Most of the organizations are trying make their presence felt in this virtual world, by putting up forums and blogs, so as to interact with their users / customers. However, the perils of putting up forums/blogs has its own flip side – Spammers and their Spam-Bots.
It is the admin who has to suffer the most – DB / Forum maintenance and above all – the task of identifying these thousands of SPAM registrations/posts and clean them.
In order to combat spammers, CAPTCHA was introduced, however, spammers have found a way of circumventing this deterrent, which essentially makes it difficult to differentiate between a Human and Bot.
Initially, CAPTCHA was a simple image , which the end-user was supposed to read it and provide the correct interpretation of the Image, ie. the words / numbers. Spammers, started using OCR to crack these images and automate the entire process, which effectively nullified the effect of CAPTCHA.
Over a period of time, the images being served started becoming more complex in nature essentially trying to make it difficult for OCR to decipher the exact output. However, it was the human-user who had to eventually suffer, due to the fact that , many of these new-age complex CAPTCHAs are un-readable.
For past few weeks, we were combating an attack by SPAM-Bots on one of our web-based services. We tried numerous CAPTCHA modules provided, which were being used by various other entities too. However, whatever might be the CAPTCHA used, it was being broken. The time taken ranged from 1 min to 4 mins per successful attempt.
It was to be noted that, all the CAPTCHAs which we had implemented were static images and looking at the time taken to solve it vis’a'vis our own attempts to solve the CAPTCHA manually has led me to believe that a lot of things must be happening behind the scenes as far as these SPAM Bots are concerned.
Since, all the CAPTCHAs were using static images, we decided to switch over to an interactive CAPTCHA. We were looking at a CAPTCHA which would force the user to think, usage of rational effort from the end-user was something I was looking into the various CAPTCHA solutions.
Some of the CAPTCHAs, provided “Flash” based solutions, with various effects like blurring of images (containing words / numbers) at a particular time-rate. Interesting concept of introducing time-based CAPTCHA.
Time-Based CAPTCHA, theoretically, nullify the screen-shot action of the SPAM-BOT, however, the SPAM-BOT algorithm can be changed to match the timing and take multiple screenshots and send it across for solving. The solvers in this case can be human solvers or just automated scripts with OCR. Hence, these type of CAPTCHA services were kept in the back-burner.
Other CAPTCHA service was related to matching words with their associated images and the correct images is to be selected and is to be dragged and dropped into the drop-zone.

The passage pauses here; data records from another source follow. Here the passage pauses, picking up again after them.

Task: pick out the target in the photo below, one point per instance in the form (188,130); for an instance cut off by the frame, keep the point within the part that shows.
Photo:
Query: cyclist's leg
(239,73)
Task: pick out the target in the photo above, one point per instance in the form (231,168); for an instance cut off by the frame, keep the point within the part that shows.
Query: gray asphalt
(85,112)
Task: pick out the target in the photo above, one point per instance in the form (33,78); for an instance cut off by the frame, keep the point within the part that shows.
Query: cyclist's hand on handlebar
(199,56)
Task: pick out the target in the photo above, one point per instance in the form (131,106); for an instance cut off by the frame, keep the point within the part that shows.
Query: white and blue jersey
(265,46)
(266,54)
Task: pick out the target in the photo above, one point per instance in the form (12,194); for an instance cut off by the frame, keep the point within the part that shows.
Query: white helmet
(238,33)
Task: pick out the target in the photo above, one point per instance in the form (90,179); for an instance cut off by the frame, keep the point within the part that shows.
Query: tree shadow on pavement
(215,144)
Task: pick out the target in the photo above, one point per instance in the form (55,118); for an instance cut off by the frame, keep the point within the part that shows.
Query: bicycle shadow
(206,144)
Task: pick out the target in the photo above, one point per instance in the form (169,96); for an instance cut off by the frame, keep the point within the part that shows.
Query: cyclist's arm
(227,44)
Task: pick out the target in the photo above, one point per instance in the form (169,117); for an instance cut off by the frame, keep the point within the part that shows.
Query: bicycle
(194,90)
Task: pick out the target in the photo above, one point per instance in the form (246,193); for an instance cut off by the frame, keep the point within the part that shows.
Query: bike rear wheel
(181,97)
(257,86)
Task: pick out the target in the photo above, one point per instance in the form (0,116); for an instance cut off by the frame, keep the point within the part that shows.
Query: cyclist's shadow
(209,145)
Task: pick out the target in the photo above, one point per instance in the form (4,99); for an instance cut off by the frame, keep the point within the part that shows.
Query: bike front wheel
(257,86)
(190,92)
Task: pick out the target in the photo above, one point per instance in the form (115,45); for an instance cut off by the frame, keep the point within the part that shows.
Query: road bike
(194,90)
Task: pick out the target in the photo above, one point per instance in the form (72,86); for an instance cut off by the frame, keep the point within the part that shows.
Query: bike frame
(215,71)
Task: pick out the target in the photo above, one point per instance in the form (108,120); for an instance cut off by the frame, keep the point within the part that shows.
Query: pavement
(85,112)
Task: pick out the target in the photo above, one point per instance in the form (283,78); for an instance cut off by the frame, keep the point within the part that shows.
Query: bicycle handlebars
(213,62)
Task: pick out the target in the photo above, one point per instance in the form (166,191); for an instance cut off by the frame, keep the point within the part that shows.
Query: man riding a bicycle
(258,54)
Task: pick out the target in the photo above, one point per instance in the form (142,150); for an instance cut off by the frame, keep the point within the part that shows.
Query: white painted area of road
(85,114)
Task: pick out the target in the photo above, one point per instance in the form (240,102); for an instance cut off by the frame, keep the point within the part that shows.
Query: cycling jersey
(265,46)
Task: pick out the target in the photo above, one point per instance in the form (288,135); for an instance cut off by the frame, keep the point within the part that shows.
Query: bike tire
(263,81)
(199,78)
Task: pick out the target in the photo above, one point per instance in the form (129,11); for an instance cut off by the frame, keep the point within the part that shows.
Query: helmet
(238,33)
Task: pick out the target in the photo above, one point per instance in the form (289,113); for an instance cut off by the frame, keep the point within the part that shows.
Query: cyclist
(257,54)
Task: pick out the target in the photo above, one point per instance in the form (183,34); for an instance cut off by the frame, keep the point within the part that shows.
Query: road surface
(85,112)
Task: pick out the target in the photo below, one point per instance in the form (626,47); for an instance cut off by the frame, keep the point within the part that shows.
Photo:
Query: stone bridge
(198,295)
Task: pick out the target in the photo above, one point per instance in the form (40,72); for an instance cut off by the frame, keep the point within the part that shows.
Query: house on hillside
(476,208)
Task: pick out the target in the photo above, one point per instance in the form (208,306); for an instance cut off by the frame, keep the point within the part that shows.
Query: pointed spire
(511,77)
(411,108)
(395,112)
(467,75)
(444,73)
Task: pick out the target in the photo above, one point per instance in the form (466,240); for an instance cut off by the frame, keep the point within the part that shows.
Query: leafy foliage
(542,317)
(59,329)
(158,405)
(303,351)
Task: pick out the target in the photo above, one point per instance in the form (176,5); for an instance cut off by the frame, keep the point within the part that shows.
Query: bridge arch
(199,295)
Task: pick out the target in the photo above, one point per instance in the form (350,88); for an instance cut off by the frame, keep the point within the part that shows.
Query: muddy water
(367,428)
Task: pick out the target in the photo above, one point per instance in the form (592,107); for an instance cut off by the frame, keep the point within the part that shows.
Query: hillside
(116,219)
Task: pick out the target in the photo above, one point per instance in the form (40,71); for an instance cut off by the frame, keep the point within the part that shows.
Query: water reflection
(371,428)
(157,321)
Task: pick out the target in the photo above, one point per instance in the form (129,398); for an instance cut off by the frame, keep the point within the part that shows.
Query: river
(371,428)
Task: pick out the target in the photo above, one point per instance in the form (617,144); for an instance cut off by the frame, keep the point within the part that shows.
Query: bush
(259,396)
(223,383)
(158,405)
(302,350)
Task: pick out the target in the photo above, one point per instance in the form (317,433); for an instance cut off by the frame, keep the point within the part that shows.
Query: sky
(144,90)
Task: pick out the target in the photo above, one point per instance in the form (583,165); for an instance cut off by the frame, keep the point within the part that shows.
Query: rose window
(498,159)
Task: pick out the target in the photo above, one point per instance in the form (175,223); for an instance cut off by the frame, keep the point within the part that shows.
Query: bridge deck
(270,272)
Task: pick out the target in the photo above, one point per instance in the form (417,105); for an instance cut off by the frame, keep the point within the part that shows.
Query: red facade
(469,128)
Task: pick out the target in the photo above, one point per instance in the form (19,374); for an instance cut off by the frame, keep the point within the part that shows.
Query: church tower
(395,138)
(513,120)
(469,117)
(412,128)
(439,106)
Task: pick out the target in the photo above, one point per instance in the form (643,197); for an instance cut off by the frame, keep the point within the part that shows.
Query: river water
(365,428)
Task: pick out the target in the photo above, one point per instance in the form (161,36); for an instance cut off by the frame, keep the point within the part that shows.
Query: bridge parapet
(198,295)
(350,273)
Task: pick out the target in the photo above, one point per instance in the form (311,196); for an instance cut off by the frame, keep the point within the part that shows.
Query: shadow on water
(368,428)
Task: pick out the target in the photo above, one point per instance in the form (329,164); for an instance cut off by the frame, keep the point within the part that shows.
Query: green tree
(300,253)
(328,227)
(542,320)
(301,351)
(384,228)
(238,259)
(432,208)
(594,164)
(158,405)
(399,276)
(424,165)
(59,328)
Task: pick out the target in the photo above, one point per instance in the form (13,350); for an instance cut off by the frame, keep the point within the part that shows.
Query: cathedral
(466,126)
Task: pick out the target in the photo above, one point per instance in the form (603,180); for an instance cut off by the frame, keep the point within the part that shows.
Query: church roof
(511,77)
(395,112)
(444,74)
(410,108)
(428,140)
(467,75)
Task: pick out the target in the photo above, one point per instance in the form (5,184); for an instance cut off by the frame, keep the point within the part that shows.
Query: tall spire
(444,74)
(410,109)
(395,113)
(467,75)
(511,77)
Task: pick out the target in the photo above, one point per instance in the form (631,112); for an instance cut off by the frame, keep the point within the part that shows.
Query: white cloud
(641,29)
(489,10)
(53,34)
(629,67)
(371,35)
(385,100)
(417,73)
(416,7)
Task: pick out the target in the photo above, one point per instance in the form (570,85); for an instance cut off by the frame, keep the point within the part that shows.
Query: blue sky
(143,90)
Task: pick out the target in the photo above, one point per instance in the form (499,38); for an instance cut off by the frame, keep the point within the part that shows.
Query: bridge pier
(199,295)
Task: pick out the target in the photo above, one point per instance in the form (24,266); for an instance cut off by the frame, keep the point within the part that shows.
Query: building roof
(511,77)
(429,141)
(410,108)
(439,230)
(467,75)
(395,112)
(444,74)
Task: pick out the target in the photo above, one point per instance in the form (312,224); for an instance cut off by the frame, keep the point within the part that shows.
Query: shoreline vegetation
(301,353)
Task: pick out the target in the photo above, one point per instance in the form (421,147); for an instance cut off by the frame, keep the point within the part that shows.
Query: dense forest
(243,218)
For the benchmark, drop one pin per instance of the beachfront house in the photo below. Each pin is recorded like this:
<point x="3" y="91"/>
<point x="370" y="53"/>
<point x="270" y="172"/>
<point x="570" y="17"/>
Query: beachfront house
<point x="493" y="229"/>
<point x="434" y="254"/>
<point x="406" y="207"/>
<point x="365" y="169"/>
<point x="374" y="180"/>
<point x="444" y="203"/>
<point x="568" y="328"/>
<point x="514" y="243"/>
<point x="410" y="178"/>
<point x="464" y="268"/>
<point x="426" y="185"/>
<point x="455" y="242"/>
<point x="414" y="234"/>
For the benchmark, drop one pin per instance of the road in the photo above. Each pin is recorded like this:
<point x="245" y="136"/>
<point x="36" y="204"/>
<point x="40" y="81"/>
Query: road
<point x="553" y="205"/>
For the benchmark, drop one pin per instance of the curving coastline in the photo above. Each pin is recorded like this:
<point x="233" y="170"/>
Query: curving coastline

However, a few of the services which we analyzed, contained a major flaw – the Correct Image was the only one to contain a hyper-link, and logically it would be the easiest to crack.
Even then, we went ahead with its implementation and our understanding of this type of CAPTCHA was 100% correct. The time taken by the SPAM-Bot to break this CAPTCHA was 30 secs. If the issue related to hyper-link is solved then we would love to test this CAPTCHA.
Another CAPTCHA, which was tested, was based on a jig-saw puzzle. The end-user had to match the missing pieces and places the missing pieces in their correct position. This CAPTCHA required cognitive ability of the human brain as well as interaction of the user. At first instance itself it was amply clear that, even though the task of arranging the images was SIMPLE from a human perspective, the computing challenge it provided was immense.
Let me explain this in brief, when it comes to arranging images, a computer program has to understand the edges and pixel colors , secondly, a match (edges and pixels) needs to be done from the available pieces vis’a'vis the empty spaces and a solution needs to be arrived at.
From a Spammers perspective, their intention is to SPAM, using the least amount of resources and processing power. From a business perspective of these spammers, there are lot many web-sites which use simpler CAPTCHAs, so they wouldn’t mind switching over to a new target. Its not that, these CAPTCHAs cannot be cracked, but they do pose a computational problem.
So, what was the end-result of this exercise – 0% SPAM and till the time this CAPTCHA doesn’t get cracked, the method provided by jig-saw CAPTCHAs, is in here for a long time to come.